Components of Hadoop
Hadoop is a framework that allows for the distributed processing of large data sets across clusters of computers using simple programming models. It is designed to scale up from a single server to thousands of machines, each offering local computation and storage. The main components of the Hadoop ecosystem include:
Hadoop Common: The common utilities that support the other Hadoop modules. This includes libraries and utilities needed by other Hadoop components.
Hadoop Distributed File System (HDFS): A distributed file system that provides high-throughput access to application data. It stores data across multiple machines and is designed to be fault-tolerant.
Yet Another Resource Negotiator (YARN): A resource-management platform responsible for managing compute resources in clusters and using them for scheduling users' applications.
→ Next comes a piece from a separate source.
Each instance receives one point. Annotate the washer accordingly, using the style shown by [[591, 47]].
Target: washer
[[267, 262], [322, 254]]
Hadoop MapReduce: A YARN-based system for parallel processing of large data sets. It divides the task into smaller, manageable chunks that are processed independently and the results are aggregated.
Additionally, the Hadoop ecosystem includes several other tools and components that enhance its functionality:
Apache Pig: A high-level platform for creating programs that run on Hadoop. Pig scripts are used to process and analyze large data sets.
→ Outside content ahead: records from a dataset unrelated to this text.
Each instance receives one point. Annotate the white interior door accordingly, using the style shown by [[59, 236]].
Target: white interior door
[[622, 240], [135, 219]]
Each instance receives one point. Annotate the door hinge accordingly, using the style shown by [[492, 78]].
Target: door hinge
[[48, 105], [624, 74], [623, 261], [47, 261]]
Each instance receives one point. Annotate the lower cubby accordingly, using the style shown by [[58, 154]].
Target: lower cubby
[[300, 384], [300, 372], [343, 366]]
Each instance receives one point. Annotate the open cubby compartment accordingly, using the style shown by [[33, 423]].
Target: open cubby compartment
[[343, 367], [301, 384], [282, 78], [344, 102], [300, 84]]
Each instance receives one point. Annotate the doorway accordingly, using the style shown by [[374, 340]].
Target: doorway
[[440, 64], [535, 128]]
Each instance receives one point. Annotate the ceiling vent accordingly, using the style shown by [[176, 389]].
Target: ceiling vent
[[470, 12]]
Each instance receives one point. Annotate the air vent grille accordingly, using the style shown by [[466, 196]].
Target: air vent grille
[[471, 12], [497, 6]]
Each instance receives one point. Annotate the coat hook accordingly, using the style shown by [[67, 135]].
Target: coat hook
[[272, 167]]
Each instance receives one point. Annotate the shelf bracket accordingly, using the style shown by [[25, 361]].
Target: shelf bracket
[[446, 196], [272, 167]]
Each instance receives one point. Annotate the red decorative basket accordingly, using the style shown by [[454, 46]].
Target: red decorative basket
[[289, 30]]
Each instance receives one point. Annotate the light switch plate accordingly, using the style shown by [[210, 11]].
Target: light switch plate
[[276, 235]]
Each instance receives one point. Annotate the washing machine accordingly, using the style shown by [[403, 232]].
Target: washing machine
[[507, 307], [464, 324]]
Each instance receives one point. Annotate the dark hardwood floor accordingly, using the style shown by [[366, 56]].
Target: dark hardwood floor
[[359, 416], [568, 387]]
Apache Hive: A data warehouse infrastructure built on top of Hadoop. It provides data summarization, query, and analysis. Hive uses a SQL-like language called HiveQL for querying data.
Apache HBase: A distributed, scalable, big data store. It runs on top of HDFS and provides random, real-time read/write access to data.
Apache Sqoop: A tool designed for efficiently transferring bulk data between Hadoop and structured data stores such as relational databases.
Apache Flume: A distributed service for efficiently collecting, aggregating, and moving large amounts of log data from many different sources to a centralized data store.
Apache Oozie: A workflow scheduler system to manage Hadoop jobs. Oozie combines multiple jobs sequentially into one logical unit of work.
Apache Zookeeper: A centralized service for maintaining configuration information, naming, providing distributed synchronization, and providing group services.
Apache Spark: Although not originally a part of the Hadoop ecosystem, Spark is a fast and general engine for large-scale data processing that works well with HDFS and can run in Hadoop clusters.
These components together form a powerful suite of tools for handling large-scale data processing, storage, and analysis in a distributed environment.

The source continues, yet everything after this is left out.